HTML DOM Tree Leaf Structure Identification Package

Project description

WebLeaf Logo

WebLeaf Package

HTML DOM Tree Leaf Structure Identification Python Package

Websites are generally built as a composition of components. If you understand the structure of a given website then you can better understand the data within it. WebLeaf helps you classify elements within the DOM tree by creating a set representation of an element's neighbors. This set can then be used to develop robust data scraping logic. WebLeaf is an alternative to CSS selectors and XPaths which can often fail.

Install

To install the current release

pip install webleaf

Basic

Here we will compute the Leaf for the link "a" element in example.com

from webleaf import Leaf
from bs4 import BeautifulSoup

def get_html():
    import requests
    website = requests.get("https://example.com/").text
    return website


html = get_html()
soup = BeautifulSoup(html)
element = soup.find("a")

leaf = Leaf().from_element(element, depth=3)
print(leaf)

output

0.1 0.2

Comparing Leaves

Leaves can be compared with each other, so you can find similar elements within the document.

from webleaf import Leaf

leaf_one = Leaf().from_str("0.1 0.2")
leaf_two = Leaf().from_str("0.2 0.1")
leaf_three = Leaf().from_str("0.1 0.2 0.1.3.4.5.7")

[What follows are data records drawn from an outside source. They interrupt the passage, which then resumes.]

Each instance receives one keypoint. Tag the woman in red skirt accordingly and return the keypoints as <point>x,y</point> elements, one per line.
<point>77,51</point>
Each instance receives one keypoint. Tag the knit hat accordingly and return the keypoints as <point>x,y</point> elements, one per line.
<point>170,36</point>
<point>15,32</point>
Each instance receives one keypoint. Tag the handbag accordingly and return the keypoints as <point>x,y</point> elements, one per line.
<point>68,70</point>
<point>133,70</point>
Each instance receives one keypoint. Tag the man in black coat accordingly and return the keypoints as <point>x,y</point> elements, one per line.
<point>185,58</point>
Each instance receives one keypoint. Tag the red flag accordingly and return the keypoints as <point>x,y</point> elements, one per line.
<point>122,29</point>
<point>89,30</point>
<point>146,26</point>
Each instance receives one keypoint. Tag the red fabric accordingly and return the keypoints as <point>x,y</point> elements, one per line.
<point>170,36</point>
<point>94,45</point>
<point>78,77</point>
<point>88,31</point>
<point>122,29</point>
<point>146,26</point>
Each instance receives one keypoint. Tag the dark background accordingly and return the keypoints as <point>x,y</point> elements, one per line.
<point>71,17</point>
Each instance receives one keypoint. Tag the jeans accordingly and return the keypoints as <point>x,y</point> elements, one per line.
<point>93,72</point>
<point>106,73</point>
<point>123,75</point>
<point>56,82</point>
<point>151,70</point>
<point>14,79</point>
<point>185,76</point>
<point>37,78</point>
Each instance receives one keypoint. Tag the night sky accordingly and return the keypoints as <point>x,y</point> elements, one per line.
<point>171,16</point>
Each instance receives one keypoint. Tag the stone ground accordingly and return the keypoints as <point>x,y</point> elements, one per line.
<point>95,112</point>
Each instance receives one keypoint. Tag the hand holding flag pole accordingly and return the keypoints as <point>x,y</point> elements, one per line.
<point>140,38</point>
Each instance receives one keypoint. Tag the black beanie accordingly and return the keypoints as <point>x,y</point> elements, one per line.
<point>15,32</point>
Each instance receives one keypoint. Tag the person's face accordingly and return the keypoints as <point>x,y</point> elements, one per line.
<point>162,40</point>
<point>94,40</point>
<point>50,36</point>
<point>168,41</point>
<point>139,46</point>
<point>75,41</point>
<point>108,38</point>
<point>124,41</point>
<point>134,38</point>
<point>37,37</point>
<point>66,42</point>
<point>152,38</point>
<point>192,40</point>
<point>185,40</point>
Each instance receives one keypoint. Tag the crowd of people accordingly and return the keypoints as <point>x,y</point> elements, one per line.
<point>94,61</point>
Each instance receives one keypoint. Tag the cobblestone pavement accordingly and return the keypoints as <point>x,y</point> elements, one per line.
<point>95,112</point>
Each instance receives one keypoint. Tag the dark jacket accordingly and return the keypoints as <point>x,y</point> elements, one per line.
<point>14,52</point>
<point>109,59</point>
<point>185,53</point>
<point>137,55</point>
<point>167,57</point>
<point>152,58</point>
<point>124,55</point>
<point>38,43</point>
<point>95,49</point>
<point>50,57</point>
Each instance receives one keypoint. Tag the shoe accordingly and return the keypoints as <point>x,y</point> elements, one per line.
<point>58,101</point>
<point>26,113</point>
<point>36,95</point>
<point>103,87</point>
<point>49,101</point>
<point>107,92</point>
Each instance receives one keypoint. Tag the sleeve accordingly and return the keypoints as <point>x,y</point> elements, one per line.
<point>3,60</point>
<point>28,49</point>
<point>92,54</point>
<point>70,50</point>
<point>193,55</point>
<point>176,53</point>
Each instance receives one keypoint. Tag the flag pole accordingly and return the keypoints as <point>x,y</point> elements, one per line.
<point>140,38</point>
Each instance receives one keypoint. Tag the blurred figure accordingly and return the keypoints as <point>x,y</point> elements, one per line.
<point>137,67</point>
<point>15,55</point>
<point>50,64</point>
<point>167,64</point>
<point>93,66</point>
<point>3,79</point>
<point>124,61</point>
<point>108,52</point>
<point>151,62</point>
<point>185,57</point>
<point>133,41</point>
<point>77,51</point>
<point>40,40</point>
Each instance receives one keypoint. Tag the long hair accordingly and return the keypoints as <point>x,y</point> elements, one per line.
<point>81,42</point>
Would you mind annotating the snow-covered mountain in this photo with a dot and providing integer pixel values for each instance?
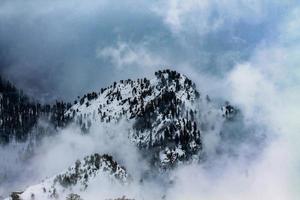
(76, 178)
(162, 109)
(167, 126)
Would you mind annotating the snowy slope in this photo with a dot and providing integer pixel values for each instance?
(76, 179)
(163, 110)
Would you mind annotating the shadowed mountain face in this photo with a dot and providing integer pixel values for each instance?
(167, 116)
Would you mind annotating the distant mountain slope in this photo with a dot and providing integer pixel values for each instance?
(162, 109)
(76, 179)
(19, 114)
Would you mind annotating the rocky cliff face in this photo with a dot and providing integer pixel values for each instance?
(163, 112)
(76, 179)
(168, 117)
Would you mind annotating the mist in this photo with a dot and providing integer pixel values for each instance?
(241, 51)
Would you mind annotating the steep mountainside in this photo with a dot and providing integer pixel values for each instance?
(76, 178)
(168, 120)
(162, 109)
(19, 115)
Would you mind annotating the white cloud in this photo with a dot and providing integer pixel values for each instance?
(124, 55)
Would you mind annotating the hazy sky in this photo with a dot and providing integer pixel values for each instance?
(66, 48)
(246, 51)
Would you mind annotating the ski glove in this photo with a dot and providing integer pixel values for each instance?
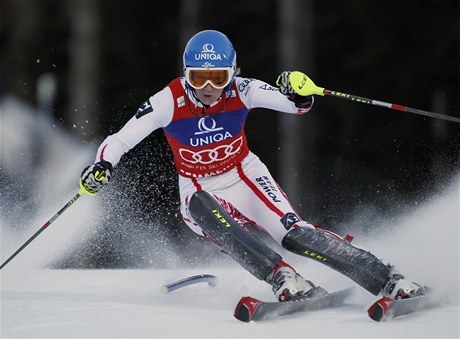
(297, 87)
(96, 176)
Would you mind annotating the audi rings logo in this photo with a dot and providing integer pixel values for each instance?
(208, 156)
(207, 129)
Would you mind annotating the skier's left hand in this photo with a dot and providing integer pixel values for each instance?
(298, 87)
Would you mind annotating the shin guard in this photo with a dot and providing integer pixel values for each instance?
(357, 264)
(255, 256)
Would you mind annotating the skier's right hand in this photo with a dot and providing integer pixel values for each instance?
(96, 176)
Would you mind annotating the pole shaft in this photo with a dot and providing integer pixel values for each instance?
(373, 102)
(45, 225)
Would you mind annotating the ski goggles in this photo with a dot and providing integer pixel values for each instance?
(198, 78)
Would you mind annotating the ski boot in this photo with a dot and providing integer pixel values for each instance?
(398, 287)
(288, 285)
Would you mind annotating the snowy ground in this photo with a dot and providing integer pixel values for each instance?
(44, 303)
(129, 304)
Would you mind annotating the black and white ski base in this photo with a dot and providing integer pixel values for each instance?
(210, 279)
(385, 308)
(251, 309)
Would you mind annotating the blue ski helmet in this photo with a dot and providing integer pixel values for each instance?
(210, 49)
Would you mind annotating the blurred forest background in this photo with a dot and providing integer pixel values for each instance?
(89, 64)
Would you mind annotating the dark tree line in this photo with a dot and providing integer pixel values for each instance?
(341, 160)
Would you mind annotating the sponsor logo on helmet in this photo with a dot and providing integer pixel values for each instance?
(208, 53)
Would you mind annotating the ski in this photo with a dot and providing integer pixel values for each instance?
(387, 308)
(210, 279)
(252, 309)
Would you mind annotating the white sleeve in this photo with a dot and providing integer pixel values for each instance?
(256, 93)
(155, 113)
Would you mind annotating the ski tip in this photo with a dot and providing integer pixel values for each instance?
(246, 308)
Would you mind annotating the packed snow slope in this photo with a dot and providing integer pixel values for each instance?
(44, 303)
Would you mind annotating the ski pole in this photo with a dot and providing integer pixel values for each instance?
(307, 86)
(53, 218)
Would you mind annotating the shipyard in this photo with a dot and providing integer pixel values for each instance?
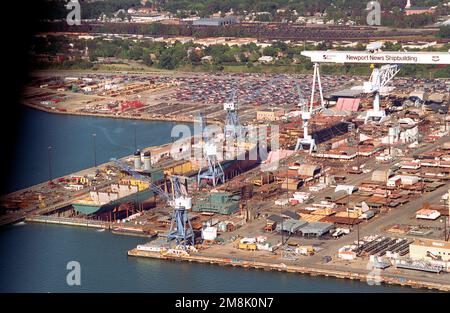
(301, 142)
(339, 191)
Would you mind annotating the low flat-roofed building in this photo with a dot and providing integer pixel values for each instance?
(425, 249)
(270, 115)
(291, 226)
(215, 21)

print("compare leaf one and two with equality", leaf_one == leaf_two)
print("compare leaf one and three with equality", leaf_one == leaf_three)
print("compare leaf one and three with score", leaf_one.compare(leaf_three))

output

compare leaf one and two with equality True
compare leaf one and three with equality False
compare leaf one and three with score 0.984375

How it works

Here we will walk through the creation of a Leaf. The link "a" element Leaf of depth=3 has two neighbors [0.1] and [0.2] . WebLeaf will start from the element and breadth first search for a neighbouring element with text. When it finds a neighbour it will trace the relative path using 0 to represent upwards (parent) and 1,2,3... to represent the 1-indexed child index of an element.

<!doctype html>
    <body>
        <div>                                                                                        
<!-- 0.1 = 1st child --> <h1>Example Domain</h1>                                                            
<!-- 0.2 = 2nd child --> <p>This domain is for use in illustrative examples in documents....     </p>
<!--   0 = parent    --> <p>                                                                                
<!--starting element -->     <a href="https://www.iana.org/domains/example">More information...</a>
                         </p>
        </div>
    </body>
</html>

WebLeaf How it Works

In the above DOM tree you can see how WebLeaf encoded the tree structure around the chosen element "a". This Leaf can then be used to locate the link.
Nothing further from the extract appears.